Here is a partial description of today's annoyingly repetitive task:

  1. In Firefox, login to web app and copy all cells of an HTML table sorted by a given attribute. No, you may not query the underlying database directly.
  2. In Excel, Paste Special as Text, then convert first column of table into a list by copying and pasting into a given Confluence wiki page. Make sure to note count of list items, and put count into the {excerpt}ed portion of the confluence page. Iterate through list of tables, repeating process for each.
  3. Copy Confluence wiki page which collects all {excerpt}ed numerical values.
  4. Paste as plain text into vim through PuTTY session to FreeBSD machine.
  5. Feed list to 5 line Perl script for quickie conditional search/replace plus an arithmetic operation or two.
  6. Copy & paste pretty results from script back into wiki.

This sort of rigamarole is only necessary in a limited environment, and it is probably not necessary to point out that a trained Perl monkey would have done the whole thing in about 15 lines without the manual repetition, but I think it is worth noticing a couple of things.
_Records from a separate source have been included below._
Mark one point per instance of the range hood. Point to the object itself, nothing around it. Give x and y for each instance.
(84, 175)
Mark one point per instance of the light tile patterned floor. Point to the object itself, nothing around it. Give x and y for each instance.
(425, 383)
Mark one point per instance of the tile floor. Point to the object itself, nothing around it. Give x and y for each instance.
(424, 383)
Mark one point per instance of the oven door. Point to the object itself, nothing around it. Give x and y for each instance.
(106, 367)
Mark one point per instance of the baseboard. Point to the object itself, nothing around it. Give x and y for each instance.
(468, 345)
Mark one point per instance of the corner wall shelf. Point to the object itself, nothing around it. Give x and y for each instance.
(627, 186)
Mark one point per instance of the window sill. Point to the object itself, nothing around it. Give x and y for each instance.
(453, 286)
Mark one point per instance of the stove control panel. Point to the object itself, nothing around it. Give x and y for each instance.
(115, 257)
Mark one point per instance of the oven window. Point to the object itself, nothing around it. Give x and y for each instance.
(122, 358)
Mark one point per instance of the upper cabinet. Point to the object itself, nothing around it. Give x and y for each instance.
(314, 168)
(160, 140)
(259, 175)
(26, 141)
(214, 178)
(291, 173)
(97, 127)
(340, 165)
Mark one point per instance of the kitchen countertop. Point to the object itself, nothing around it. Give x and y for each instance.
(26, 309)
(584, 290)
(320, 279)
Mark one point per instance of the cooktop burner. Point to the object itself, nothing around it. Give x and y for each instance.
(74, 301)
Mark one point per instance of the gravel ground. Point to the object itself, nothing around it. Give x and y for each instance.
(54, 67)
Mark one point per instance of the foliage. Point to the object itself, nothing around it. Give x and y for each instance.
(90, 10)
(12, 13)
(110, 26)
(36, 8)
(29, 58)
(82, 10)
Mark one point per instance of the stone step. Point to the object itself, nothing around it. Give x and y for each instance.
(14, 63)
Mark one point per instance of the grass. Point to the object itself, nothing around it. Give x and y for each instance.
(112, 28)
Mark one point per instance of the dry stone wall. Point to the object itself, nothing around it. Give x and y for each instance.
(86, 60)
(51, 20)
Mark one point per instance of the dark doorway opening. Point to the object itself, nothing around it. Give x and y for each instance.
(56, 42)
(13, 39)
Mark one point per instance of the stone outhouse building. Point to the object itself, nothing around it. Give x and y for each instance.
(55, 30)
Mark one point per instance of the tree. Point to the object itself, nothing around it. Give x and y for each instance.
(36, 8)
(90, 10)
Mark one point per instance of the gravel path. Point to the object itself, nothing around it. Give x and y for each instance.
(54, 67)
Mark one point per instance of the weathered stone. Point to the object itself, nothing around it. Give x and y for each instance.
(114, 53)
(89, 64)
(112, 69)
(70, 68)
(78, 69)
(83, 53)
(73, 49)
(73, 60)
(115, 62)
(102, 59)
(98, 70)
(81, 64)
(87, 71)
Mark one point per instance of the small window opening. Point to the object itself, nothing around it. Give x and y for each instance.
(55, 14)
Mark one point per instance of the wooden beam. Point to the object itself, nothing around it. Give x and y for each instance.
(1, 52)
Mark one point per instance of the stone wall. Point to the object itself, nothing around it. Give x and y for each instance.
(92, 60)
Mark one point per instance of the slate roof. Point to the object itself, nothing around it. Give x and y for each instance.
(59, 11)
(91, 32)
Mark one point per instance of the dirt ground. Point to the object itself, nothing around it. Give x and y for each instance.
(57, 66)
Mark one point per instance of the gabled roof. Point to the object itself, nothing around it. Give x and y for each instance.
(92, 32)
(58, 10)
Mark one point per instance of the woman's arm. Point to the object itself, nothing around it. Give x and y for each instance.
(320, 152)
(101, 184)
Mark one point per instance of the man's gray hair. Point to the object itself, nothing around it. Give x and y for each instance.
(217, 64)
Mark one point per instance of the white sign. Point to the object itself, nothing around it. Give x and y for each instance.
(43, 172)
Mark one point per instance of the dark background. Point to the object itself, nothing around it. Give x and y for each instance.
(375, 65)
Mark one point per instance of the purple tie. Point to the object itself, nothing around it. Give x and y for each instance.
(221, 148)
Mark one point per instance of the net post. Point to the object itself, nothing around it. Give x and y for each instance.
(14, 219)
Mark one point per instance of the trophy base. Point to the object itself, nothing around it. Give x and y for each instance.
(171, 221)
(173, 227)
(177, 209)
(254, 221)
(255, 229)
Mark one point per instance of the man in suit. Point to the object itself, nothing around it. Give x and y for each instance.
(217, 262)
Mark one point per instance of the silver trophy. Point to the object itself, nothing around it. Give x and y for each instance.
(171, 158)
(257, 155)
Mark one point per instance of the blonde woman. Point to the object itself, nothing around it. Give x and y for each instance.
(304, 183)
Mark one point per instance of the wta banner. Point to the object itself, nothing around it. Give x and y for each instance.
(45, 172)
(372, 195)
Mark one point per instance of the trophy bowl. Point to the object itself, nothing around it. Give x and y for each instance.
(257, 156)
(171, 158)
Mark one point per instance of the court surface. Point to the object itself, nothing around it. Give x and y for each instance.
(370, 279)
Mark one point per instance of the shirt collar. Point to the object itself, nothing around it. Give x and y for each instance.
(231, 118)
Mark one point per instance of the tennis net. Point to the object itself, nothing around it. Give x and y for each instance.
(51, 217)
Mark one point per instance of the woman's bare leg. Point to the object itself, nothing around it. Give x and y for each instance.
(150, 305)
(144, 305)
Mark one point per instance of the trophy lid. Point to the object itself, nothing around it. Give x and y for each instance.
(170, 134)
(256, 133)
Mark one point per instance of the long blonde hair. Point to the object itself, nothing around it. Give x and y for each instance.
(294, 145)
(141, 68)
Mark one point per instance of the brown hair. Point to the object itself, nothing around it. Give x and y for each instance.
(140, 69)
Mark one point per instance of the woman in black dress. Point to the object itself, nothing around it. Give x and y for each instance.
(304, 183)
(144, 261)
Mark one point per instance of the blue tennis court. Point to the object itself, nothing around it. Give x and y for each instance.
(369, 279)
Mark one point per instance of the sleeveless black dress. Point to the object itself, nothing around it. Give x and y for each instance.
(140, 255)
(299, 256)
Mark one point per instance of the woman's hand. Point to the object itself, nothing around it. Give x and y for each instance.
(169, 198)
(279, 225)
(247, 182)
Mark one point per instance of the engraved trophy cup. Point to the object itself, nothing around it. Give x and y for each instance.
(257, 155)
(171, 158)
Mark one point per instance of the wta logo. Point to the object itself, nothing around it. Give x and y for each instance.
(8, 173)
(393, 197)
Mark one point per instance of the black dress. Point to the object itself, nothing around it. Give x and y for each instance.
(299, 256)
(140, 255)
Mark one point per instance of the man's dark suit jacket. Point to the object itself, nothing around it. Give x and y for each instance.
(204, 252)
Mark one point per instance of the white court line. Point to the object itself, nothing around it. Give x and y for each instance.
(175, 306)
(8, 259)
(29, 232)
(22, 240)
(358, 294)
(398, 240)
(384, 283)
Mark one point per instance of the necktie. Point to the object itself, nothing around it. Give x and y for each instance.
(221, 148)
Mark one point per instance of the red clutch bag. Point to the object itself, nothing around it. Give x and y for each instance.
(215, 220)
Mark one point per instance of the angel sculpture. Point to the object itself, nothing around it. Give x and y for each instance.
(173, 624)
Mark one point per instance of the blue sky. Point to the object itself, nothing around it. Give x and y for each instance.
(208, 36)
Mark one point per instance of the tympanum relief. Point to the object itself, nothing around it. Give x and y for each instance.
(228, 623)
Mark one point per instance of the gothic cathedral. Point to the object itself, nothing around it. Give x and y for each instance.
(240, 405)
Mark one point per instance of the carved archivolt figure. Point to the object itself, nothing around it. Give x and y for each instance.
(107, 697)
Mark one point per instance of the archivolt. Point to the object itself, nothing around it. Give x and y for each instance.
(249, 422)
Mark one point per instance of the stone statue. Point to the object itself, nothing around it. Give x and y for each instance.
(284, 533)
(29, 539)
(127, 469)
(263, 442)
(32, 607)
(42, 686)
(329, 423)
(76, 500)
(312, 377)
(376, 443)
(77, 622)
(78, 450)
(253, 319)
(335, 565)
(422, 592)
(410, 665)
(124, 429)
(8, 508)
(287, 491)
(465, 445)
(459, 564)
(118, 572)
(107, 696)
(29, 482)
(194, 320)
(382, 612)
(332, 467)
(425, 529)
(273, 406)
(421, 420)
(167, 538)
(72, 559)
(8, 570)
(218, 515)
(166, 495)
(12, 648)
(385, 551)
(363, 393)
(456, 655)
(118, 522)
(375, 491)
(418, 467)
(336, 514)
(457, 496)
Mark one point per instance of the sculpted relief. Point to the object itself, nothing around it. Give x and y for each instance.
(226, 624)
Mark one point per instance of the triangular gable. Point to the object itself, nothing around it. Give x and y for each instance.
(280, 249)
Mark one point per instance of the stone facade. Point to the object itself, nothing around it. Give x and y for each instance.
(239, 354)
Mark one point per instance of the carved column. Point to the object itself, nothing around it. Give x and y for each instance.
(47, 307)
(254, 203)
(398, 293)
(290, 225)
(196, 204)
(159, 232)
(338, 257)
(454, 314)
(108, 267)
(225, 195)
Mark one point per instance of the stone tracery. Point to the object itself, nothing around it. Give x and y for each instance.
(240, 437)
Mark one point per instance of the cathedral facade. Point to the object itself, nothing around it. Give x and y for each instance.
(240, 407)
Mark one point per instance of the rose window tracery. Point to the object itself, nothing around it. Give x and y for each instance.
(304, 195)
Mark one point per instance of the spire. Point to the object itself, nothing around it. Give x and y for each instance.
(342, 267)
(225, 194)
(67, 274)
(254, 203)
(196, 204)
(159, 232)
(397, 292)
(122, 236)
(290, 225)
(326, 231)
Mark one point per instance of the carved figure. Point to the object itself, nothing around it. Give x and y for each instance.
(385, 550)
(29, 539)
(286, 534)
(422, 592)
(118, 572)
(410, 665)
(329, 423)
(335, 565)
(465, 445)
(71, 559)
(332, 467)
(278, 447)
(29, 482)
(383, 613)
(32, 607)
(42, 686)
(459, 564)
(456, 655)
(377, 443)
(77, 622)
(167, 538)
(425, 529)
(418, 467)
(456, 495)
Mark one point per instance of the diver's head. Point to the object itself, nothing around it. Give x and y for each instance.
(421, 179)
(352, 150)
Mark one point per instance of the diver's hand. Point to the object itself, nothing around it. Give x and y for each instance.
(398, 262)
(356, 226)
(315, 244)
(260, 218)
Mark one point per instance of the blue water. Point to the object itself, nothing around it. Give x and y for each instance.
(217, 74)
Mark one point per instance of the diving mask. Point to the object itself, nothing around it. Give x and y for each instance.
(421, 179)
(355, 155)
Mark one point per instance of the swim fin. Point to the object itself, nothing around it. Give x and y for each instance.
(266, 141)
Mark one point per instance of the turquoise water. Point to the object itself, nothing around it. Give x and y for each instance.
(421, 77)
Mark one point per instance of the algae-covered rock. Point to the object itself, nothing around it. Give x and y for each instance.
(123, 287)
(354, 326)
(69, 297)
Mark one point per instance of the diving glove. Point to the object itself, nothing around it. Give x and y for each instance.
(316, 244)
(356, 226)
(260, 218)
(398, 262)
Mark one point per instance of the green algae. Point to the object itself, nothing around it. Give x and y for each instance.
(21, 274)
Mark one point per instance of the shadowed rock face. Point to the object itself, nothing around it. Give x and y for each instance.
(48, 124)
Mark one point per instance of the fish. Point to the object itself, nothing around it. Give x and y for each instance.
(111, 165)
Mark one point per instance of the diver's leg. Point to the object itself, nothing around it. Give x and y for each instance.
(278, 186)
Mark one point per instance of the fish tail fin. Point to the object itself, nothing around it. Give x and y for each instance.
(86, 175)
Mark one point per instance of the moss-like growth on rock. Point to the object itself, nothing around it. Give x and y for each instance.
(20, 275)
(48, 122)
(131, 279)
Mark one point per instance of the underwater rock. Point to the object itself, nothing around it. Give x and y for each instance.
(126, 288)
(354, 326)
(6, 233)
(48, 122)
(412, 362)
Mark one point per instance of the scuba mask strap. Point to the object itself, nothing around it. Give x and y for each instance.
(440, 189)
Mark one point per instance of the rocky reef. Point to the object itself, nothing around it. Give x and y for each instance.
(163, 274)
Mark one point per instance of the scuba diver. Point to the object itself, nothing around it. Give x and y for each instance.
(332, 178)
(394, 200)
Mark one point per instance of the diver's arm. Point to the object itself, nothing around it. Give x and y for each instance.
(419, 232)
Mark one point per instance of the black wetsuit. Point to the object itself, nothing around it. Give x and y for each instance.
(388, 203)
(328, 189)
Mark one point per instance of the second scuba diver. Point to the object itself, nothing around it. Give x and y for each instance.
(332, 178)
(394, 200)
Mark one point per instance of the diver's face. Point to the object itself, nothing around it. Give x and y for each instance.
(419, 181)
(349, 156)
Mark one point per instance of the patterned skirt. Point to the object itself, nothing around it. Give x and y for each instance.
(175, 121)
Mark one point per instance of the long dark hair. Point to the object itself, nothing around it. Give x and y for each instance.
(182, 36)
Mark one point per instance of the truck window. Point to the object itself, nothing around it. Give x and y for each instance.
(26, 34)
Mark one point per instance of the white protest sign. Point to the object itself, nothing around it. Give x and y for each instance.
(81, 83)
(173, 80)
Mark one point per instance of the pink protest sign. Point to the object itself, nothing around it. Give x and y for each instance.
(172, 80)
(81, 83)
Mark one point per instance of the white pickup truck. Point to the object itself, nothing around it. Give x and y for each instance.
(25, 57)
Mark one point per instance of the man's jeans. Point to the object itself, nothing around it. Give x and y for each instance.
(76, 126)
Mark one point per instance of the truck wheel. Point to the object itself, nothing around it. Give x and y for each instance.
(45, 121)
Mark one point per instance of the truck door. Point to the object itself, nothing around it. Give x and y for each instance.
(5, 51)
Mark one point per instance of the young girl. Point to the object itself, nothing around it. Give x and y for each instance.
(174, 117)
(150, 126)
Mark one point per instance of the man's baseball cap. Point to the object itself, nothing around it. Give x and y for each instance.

Most people who deal with the ugly back end of the software world (not the developers, but the poor bastards doing things like content generation for web applications or tech support with a web-based trouble ticket system) work in a very limited environment, without access to the small tools I rely on to stay sane. I think the limitations of this environment are usually due to its lack of the kind of simple, flexible framework provided by a decent Unix environment.